By February 1, 2009No Comments

Failing to investigate the activities of an employee whose company computer contains pornography could leave your business wide open to a lawsuit.

A 2005 New Jersey case, Jane Doe v. XYC Corp., involved an employer who became aware that one of its workers was using his company computer to visit pornographic Web sites and share images with fellow employees. After the worker was tried and convicted of videotaping his stepdaughter nude and partially clad, the victim’s mother sued the company, arguing that its negligence in failing to investigate and report that the employee was viewing, downloading, and distributing child porn on his work computer led to the girl’s victimization. The state appellate court held that because viewing child pornography is a federal and state crime, the employer’s knowledge of this activity should have triggered a duty to investigate and report this misconduct to the authorities. Viewing online porn in the workplace is all too common. Consider these facts:

  • Approximately 70% of Web traffic to pornographic sites occurs during work hours ( 9:00 a.m. to 5:00 p.m.).
  • Some 2.8 billion pornographic e-mails go out every day.
  • More than 75% of workers report having visited a pornographic Web site “accidentally” at least once, while 15 % admitted to 10 or more such visits.

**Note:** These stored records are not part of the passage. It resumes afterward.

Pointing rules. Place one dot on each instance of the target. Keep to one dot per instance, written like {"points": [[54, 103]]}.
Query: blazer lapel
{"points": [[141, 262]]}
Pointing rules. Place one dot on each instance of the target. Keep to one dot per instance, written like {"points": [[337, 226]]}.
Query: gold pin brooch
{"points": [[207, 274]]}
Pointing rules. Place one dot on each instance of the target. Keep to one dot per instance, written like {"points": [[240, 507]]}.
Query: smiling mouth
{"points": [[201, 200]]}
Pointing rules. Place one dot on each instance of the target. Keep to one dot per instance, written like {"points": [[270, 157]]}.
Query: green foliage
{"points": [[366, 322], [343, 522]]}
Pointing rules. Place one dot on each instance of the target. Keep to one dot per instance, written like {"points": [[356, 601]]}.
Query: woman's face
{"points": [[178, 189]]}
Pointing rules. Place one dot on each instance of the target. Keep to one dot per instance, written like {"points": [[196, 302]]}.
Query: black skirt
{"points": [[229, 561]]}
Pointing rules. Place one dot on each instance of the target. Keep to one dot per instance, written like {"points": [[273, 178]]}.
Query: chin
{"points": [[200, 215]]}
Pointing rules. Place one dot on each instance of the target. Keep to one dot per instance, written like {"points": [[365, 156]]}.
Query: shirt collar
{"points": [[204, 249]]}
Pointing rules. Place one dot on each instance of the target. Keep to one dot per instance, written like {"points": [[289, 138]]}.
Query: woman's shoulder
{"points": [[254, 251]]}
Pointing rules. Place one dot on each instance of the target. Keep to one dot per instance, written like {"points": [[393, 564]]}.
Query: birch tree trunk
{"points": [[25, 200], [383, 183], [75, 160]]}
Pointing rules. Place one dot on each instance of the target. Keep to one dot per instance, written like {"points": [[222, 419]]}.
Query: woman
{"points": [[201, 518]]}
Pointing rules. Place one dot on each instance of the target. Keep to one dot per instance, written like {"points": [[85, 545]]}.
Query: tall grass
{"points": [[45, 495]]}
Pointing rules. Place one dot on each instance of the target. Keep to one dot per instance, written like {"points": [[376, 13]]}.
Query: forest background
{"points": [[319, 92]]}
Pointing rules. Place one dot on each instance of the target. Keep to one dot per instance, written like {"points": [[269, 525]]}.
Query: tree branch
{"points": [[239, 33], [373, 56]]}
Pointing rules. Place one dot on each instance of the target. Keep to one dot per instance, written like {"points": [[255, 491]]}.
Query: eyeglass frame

Although possession of pornography is not a crime, possession of child pornography — including computer-stored images — is. At least seven states require technicians to report child pornography detected on workplace computers to law enforcement officials or risk facing individual criminal charges.

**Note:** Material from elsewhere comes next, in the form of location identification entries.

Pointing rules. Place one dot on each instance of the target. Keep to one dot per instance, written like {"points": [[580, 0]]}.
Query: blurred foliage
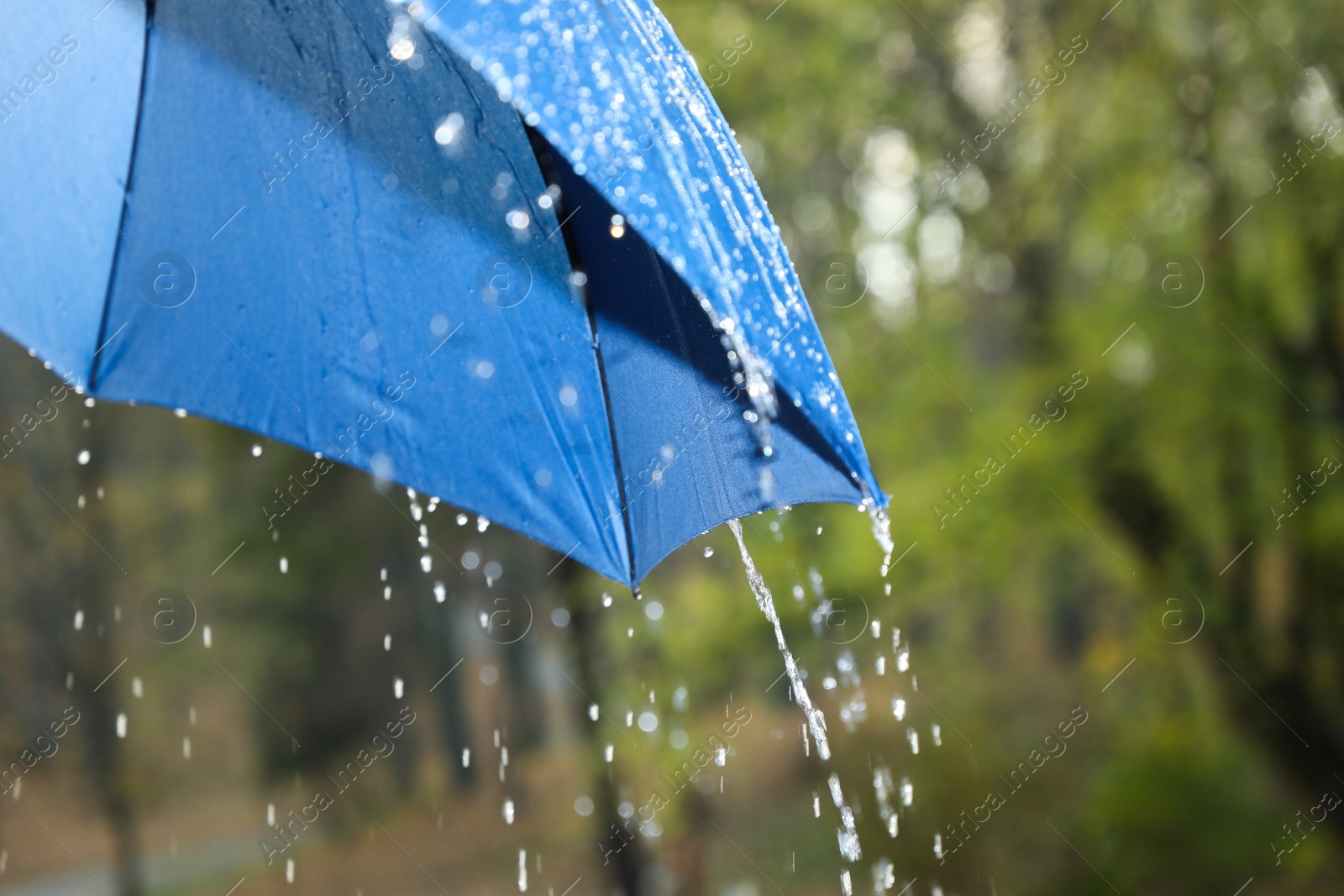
{"points": [[1135, 559]]}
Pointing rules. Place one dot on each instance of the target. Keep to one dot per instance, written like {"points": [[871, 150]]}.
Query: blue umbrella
{"points": [[504, 253]]}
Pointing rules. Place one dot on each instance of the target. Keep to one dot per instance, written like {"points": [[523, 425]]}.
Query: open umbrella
{"points": [[503, 253]]}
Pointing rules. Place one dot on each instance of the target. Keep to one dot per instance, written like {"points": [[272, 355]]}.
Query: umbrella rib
{"points": [[571, 248], [125, 196]]}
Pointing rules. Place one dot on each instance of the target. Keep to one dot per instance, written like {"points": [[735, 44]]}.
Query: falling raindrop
{"points": [[816, 720], [847, 836]]}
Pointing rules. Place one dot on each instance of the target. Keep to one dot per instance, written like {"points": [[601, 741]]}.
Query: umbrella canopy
{"points": [[508, 254]]}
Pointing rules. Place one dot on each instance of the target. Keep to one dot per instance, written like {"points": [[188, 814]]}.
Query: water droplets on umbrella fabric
{"points": [[449, 129]]}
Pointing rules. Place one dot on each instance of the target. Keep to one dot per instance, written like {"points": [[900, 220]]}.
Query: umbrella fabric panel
{"points": [[331, 266], [67, 114], [613, 90], [690, 457]]}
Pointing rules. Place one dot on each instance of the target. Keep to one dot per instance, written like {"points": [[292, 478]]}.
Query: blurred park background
{"points": [[1081, 270]]}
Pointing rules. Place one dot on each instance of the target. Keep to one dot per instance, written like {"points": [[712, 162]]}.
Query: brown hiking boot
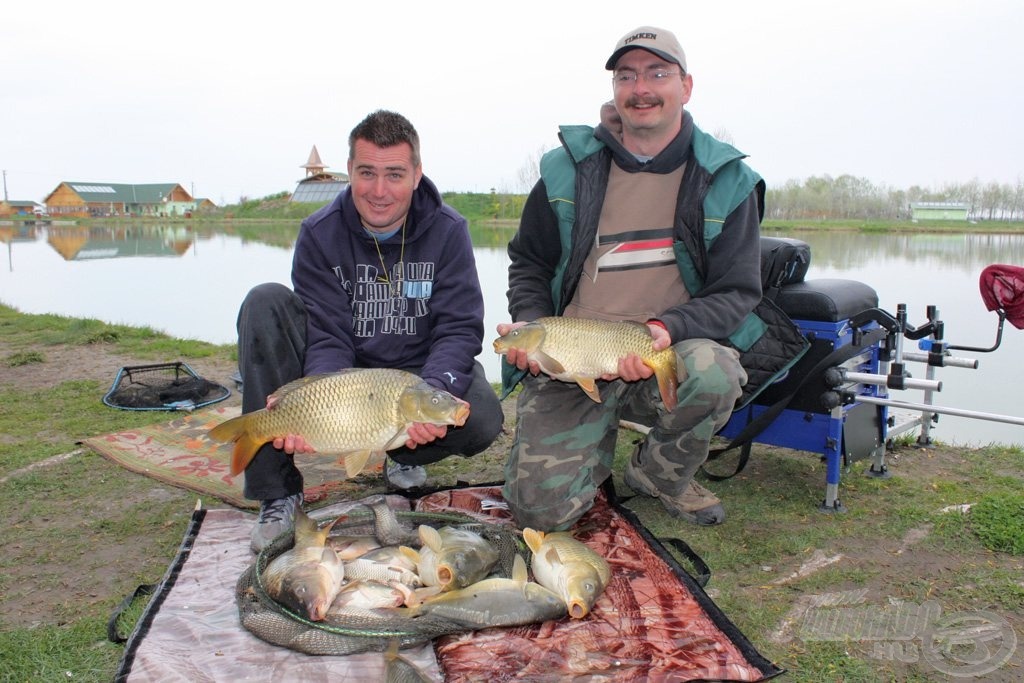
{"points": [[696, 505]]}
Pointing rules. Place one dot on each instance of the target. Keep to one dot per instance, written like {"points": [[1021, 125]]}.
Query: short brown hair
{"points": [[385, 129]]}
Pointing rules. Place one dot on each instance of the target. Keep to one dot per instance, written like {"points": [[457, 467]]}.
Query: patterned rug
{"points": [[178, 453]]}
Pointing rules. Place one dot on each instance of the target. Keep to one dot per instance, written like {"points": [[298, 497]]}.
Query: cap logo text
{"points": [[640, 36]]}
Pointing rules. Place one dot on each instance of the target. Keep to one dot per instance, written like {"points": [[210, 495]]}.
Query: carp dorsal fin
{"points": [[589, 385], [283, 391], [355, 462], [548, 364], [534, 539], [519, 569]]}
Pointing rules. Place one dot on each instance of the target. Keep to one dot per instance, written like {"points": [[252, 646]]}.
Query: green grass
{"points": [[84, 532]]}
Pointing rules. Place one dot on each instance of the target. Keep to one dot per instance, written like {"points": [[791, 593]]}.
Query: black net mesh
{"points": [[167, 386]]}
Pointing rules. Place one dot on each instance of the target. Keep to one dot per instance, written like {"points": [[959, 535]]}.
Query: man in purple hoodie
{"points": [[383, 276]]}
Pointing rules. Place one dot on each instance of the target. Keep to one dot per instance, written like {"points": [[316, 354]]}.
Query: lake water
{"points": [[188, 283]]}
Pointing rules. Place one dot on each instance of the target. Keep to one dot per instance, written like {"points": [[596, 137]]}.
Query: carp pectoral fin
{"points": [[668, 385], [590, 387], [244, 452], [355, 462]]}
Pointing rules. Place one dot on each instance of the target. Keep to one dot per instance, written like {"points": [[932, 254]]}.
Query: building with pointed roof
{"points": [[320, 185]]}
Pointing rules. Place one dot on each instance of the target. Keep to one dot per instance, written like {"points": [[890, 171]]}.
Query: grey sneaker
{"points": [[401, 476], [695, 505], [275, 517]]}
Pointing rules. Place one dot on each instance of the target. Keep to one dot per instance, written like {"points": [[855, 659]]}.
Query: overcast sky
{"points": [[227, 98]]}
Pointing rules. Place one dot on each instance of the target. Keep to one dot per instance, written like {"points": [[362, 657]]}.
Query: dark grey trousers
{"points": [[271, 352]]}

To remove employees’ expectations of privacy in their computer activities, we’d recommend putting them on notice that the company is free to inspect or monitor such equipment, and requiring employees to sign an acknowledgement that they’ve read and understand this policy.

What’s more, other courts might well rule that the Doe decision could cover other illegal activities by employees using their employers’ computers in ways that cause physical, financial, or other harm to third parties.